Fui al este. Tenía razones. Diecisiete de ellas, de hecho, todas escritas en un libro de contabilidad que había incautado durante la emboscada del capítulo 29 en la carretera periférica de Ashwick, un libro de contabilidad cuyo contenido había estado cotejando durante cada momento libre de los cuatro capítulos intermedios, un libro de contabilidad que contenía nombres, fechas, violaciones de contratos y detalles de coordinación de facciones que implicaban a diecisiete casas mercantes, tres administradores del Consejo de la Marea y los protocolos de seguridad operativa del Dominio Aureate en un patrón de explotación mutua tan sistemáticamente documentado que la compiladora original -una tal Alara Voss, auditora comercial ya fallecida- había escrito un escrito de acusación y lo había disfrazado de contabilidad.

Mi destino era el ala oriental del archivo de las Galerías Vermillion.
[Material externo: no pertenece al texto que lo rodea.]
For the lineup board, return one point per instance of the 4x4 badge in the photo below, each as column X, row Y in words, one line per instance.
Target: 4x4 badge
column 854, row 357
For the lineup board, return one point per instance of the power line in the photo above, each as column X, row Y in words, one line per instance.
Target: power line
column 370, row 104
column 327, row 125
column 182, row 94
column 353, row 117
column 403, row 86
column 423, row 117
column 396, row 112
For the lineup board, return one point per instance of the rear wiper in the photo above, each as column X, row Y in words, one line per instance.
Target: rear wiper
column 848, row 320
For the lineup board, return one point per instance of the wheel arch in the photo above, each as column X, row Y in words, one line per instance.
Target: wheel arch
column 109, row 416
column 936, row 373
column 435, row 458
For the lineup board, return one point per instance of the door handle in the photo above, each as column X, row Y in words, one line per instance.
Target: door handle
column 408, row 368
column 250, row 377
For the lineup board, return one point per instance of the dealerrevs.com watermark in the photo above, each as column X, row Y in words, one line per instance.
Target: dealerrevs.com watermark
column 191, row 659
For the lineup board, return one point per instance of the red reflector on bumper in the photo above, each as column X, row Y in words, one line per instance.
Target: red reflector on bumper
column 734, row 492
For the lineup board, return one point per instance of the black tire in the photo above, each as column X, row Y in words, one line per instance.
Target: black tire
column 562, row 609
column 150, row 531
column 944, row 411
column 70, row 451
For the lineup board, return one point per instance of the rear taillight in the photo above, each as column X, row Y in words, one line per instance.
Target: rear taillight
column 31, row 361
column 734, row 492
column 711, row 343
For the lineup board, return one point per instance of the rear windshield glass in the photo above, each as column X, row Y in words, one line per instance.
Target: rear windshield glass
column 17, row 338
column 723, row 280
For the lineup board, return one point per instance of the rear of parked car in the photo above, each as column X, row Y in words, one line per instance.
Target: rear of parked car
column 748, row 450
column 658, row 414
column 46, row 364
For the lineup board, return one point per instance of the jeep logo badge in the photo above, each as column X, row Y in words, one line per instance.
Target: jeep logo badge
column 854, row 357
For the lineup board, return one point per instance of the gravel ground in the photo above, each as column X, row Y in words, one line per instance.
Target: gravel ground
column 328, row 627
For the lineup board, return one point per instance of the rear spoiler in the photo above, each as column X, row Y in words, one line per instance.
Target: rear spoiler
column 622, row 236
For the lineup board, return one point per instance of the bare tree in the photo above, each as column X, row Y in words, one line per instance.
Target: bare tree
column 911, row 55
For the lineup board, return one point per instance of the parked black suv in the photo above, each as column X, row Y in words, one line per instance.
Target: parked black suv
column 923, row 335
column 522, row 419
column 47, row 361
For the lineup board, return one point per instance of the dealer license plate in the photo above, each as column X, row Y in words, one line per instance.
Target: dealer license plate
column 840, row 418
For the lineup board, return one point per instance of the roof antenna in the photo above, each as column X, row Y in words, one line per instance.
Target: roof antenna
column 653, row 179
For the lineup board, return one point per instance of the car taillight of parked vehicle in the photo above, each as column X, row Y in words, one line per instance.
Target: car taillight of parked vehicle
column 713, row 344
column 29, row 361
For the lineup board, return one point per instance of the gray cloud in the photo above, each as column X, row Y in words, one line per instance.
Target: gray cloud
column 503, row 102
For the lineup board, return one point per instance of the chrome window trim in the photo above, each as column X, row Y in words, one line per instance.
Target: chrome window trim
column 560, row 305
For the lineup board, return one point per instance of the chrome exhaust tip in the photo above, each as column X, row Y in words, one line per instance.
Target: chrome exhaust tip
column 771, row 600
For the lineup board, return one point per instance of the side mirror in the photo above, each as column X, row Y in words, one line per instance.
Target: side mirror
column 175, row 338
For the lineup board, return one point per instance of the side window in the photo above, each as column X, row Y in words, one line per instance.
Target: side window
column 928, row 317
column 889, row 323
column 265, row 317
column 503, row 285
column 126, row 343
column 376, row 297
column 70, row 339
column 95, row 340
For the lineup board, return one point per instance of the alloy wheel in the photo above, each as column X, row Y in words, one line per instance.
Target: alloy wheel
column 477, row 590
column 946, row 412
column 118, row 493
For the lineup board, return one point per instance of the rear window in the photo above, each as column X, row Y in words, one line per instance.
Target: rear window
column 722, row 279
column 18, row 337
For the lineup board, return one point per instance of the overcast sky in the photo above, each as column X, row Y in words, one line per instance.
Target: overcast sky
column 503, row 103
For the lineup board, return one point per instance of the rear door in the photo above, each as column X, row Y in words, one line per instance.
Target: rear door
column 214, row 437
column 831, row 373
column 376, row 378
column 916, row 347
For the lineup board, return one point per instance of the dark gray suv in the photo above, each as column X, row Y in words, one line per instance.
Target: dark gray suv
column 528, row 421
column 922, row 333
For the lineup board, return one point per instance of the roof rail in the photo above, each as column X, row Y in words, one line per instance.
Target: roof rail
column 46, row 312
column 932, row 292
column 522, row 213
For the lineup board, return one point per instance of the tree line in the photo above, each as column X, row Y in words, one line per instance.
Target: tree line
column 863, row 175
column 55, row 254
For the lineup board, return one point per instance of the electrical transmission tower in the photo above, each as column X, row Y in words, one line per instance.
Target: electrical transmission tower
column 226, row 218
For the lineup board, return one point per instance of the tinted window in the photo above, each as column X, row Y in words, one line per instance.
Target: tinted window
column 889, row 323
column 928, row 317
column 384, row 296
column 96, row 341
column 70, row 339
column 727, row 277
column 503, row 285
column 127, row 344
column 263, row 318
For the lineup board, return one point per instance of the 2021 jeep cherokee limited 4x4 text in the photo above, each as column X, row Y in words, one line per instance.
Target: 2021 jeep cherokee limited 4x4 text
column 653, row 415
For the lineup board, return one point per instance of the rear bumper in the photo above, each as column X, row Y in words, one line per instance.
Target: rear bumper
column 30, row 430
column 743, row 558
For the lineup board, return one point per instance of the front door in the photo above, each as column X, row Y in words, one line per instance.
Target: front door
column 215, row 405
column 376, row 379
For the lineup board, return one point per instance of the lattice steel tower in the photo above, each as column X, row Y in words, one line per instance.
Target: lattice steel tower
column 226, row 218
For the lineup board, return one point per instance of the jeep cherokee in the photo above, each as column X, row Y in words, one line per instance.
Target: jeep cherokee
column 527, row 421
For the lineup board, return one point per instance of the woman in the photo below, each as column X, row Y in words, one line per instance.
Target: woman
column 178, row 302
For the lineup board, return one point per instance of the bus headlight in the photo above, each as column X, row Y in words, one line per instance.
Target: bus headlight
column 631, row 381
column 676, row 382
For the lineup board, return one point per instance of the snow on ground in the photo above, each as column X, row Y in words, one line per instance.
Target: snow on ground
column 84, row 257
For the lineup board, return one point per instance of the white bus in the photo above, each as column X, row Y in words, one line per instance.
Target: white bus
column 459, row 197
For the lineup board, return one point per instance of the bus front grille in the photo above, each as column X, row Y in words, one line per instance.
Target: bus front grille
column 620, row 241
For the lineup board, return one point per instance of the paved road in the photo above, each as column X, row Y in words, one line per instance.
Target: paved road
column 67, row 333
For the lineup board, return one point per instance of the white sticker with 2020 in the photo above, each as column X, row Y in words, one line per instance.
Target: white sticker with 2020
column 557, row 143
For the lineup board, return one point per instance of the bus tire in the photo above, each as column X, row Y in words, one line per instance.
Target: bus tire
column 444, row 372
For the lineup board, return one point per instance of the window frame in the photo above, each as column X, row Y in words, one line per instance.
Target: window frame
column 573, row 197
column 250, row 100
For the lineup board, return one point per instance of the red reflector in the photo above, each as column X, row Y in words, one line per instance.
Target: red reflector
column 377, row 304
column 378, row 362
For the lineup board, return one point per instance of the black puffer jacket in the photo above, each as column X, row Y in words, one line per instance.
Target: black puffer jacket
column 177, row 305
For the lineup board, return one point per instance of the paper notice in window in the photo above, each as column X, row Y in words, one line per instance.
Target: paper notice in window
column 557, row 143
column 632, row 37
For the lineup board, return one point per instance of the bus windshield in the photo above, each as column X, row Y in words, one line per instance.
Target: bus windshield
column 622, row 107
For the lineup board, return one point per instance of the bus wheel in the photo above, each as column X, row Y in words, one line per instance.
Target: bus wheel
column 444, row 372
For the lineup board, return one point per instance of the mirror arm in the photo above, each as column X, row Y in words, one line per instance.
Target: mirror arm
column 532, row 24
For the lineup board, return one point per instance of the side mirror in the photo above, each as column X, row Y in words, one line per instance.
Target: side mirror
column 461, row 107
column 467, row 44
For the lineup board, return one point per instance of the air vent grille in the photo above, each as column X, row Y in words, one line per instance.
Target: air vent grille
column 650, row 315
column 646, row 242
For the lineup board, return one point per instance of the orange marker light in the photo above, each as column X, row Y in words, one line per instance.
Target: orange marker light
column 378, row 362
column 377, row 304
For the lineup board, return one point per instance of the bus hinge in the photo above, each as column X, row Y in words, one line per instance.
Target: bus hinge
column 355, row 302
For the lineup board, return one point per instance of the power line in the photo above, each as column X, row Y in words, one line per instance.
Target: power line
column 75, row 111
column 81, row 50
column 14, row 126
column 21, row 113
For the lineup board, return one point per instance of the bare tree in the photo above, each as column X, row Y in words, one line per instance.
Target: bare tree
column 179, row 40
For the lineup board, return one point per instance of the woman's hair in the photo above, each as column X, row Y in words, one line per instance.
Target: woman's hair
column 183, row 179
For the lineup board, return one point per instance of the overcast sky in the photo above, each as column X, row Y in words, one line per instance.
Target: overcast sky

Aún no se había cerrado formalmente: el cierre institucional de seis meses se declararía once días más tarde, un hecho que yo desconocía en ese momento pero que, observaré, no habría alterado mi decisión. El ala oriental del archivo alberga los registros institucionales oficiales del Consejo de la Marea. Estos registros contenían errores. El libro mayor de Voss los corrigió.

Caminé durante tres días. Mi hombro lloraba líquido de un color que preferí no clasificar. Llegué a las Galerías Vermillion en la mañana del cuarto día, presenté mis credenciales de investigación -todavía técnicamente válidas, ya que la expulsión de la Hermandad se refería a los derechos de publicación, no al acceso a los archivos- y solicité un mostrador de documentación.

La empleada era una mujer humana de unos treinta años. Miró mis credenciales. Me miró el hombro. Miró el libro de contabilidad.

-¿Va a presentar un correctivo? me preguntó.

-Registro institucional correctivo. Formulario estándar.

-¿Para qué registros?

-Archivos de coordinación comercial, años 7402 a 7406. Nombramientos administrativos del Consejo, mismo período. Memorandos de enlace operativo de Dominion, subsección clasificada.

Me miró durante once segundos. Los conté.

-Eso son muchos registros -dijo.

-Los errores son muchos.

Ella selló el formulario. Quiero esto anotado. Ella selló el formulario. El formulario se presentó correctamente, se procesó correctamente y se archivó correctamente de acuerdo con todos los procedimientos institucionales que rigen los correctivos de archivo en las Galerías Vermillion. No falsifiqué credenciales. No tergiversé el contenido del libro de contabilidad. No oculté el alcance del correctivo. Presenté documentación histórica a un archivo histórico a través del canal institucional designado.

Nota de campo, volumen 24, entrada 742: El empleado selló el formulario. Todo lo que sigue es consecuencia de un formulario sellado.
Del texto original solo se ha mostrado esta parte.